Graphene has very good electrical conductivity and thermal conductivity, and the physical properties such as quantum transparency and high specific surface area according to its excellent mechanical strength, flexibility, stretchability and thickness are explained by the unique bonding structure of the atoms present therein . Three out of four outermost electrons constituting graphene form a sp 2 hybrid orbital to form a sigma bond, and one of the remaining electrons forms a pi bond with surrounding carbon atoms to form a hexagonal two-dimensional structure. Therefore, graphene has a different band structure from other carbon isotopes, and exhibits excellent electric conductivity because of its absence of band gap. However, it has a semi-metallic material whose electron density is zero at the Fermi level. It is possible.
As a result, it can be applied to a wide variety of electric and electronic fields such as next-generation materials, capacitors, electromagnetic shielding materials, sensors, and displays that can replace silicon electronic and electrical materials, as well as automotive, energy, aerospace, architecture, medicine, and steel There are many studies to utilize this in various fields.
Examples of the method for producing such graphene include a method of peeling a graphene layer from a graphite sheet using an adhesive tape (a Scotch-tape method or a Peel off method), a chemical vapor deposition method, a silicon carbide substrate (SiC) (Epitaxial growth method), a method of peeling graphite using heat (thermalexfoliation), a chemical oxidation and reduction method and the like have been studied.
Among them, the chemical redox method is advantageous in that various functional groups can be easily introduced into the sheet, but it is difficult to mass-produce it and it is not economical. In this method, strong acid and deoxidation reaction Hydrazine and the like. Most of these reducing agents have a high risk of corrosivity, explosiveness, and toxicity to human body, and the generated graphene may contain impurities and the like.

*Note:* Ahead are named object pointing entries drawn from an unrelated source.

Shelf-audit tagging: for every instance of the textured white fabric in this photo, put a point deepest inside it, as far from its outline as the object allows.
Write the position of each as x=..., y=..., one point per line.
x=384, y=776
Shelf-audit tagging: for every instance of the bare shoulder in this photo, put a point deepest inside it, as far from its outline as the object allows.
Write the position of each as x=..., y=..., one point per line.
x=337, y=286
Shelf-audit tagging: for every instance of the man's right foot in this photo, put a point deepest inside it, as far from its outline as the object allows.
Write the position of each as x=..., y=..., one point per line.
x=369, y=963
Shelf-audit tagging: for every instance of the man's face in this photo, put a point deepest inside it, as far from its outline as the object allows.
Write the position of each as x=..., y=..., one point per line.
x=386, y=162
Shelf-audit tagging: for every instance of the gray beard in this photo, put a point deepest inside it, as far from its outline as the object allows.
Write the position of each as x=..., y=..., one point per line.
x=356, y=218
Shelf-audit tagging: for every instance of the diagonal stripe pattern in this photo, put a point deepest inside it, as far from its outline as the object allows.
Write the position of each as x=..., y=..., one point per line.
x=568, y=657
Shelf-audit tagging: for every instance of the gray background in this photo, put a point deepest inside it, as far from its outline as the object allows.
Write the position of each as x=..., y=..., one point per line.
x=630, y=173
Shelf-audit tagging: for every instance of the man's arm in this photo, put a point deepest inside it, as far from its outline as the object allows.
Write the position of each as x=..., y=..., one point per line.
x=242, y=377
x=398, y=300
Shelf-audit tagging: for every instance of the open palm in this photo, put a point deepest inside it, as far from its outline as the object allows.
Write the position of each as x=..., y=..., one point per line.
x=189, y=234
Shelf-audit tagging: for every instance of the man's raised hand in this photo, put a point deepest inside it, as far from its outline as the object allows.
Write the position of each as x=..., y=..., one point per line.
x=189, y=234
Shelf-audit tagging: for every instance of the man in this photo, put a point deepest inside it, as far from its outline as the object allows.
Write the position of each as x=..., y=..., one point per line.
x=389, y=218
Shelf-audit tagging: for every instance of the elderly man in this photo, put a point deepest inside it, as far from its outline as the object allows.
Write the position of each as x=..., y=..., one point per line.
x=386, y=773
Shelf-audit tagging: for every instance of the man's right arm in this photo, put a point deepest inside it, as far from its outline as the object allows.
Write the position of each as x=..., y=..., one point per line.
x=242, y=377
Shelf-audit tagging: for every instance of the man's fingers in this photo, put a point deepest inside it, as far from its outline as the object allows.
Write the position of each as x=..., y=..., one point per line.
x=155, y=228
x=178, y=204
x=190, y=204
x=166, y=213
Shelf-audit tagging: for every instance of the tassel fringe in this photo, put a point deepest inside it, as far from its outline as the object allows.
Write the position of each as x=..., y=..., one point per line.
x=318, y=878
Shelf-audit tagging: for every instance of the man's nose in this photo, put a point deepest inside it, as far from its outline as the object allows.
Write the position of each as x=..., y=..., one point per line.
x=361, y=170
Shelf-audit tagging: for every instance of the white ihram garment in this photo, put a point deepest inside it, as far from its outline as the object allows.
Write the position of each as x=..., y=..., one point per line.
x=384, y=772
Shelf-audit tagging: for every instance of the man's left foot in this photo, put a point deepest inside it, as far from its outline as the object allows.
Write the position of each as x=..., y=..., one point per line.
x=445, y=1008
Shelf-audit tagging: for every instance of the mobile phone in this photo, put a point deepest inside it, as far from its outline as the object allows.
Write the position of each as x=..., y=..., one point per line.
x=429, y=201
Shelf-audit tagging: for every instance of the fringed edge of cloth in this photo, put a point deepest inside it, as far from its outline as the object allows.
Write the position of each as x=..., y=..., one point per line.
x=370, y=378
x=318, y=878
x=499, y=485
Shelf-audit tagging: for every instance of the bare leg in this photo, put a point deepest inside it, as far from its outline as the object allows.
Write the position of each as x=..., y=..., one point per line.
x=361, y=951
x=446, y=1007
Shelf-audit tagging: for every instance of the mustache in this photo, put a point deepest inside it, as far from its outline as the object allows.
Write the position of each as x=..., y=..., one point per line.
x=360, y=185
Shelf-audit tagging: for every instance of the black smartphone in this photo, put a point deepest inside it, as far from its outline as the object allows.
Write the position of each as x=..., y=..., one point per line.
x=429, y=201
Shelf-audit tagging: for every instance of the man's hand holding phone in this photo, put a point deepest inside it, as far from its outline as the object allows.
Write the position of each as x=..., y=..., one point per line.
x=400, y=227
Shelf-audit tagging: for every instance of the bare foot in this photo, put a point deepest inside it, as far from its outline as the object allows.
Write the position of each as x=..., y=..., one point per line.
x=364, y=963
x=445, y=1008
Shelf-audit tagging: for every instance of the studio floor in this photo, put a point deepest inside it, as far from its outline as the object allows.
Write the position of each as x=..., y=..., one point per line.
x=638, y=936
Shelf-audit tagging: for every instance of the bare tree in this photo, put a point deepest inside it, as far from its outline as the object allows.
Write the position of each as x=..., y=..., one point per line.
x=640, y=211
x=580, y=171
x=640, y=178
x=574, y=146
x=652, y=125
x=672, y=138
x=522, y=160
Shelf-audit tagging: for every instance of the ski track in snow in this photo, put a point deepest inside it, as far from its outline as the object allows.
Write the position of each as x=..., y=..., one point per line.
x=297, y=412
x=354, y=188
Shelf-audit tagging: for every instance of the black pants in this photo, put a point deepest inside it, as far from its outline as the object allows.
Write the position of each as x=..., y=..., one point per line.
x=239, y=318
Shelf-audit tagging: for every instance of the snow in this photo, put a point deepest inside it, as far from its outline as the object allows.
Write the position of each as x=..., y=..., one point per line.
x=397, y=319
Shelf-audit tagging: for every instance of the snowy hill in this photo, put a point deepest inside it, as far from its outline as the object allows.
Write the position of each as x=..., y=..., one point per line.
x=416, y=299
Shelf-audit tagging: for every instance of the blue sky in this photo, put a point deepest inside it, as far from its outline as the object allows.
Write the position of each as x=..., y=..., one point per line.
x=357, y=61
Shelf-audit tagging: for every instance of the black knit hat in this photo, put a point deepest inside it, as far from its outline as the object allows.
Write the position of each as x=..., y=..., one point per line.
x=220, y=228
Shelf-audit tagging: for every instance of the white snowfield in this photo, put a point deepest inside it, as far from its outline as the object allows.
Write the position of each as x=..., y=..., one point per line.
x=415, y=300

In addition, this method requires filtration and redispersion of the order of 6 to 7 to wash off strong acid and reducing agent present on the graphene surface. In the filtration and redispersion process, the surface of the graphene is polarized so that the graphene is peeled off again and returns to the graphite. Thus, there is a disadvantage that most of the characteristics of the graphene are lost.
Accordingly, there is a new need for a method for manufacturing graphene which is more economical, more efficient, and less dangerous, while having excellent physical properties such as electrical conductivity.
Disclosure of the Invention An object of the present invention is to solve the above-mentioned problems, and it is an object of the present invention to provide a method of separating graphite from a graphite mixture dispersed in water or various media repeatedly and separating graphene grains of less than nano- And a centrifugal separator.
The above objects and various advantages of the present invention will become more apparent from the preferred embodiments of the present invention by those skilled in the art.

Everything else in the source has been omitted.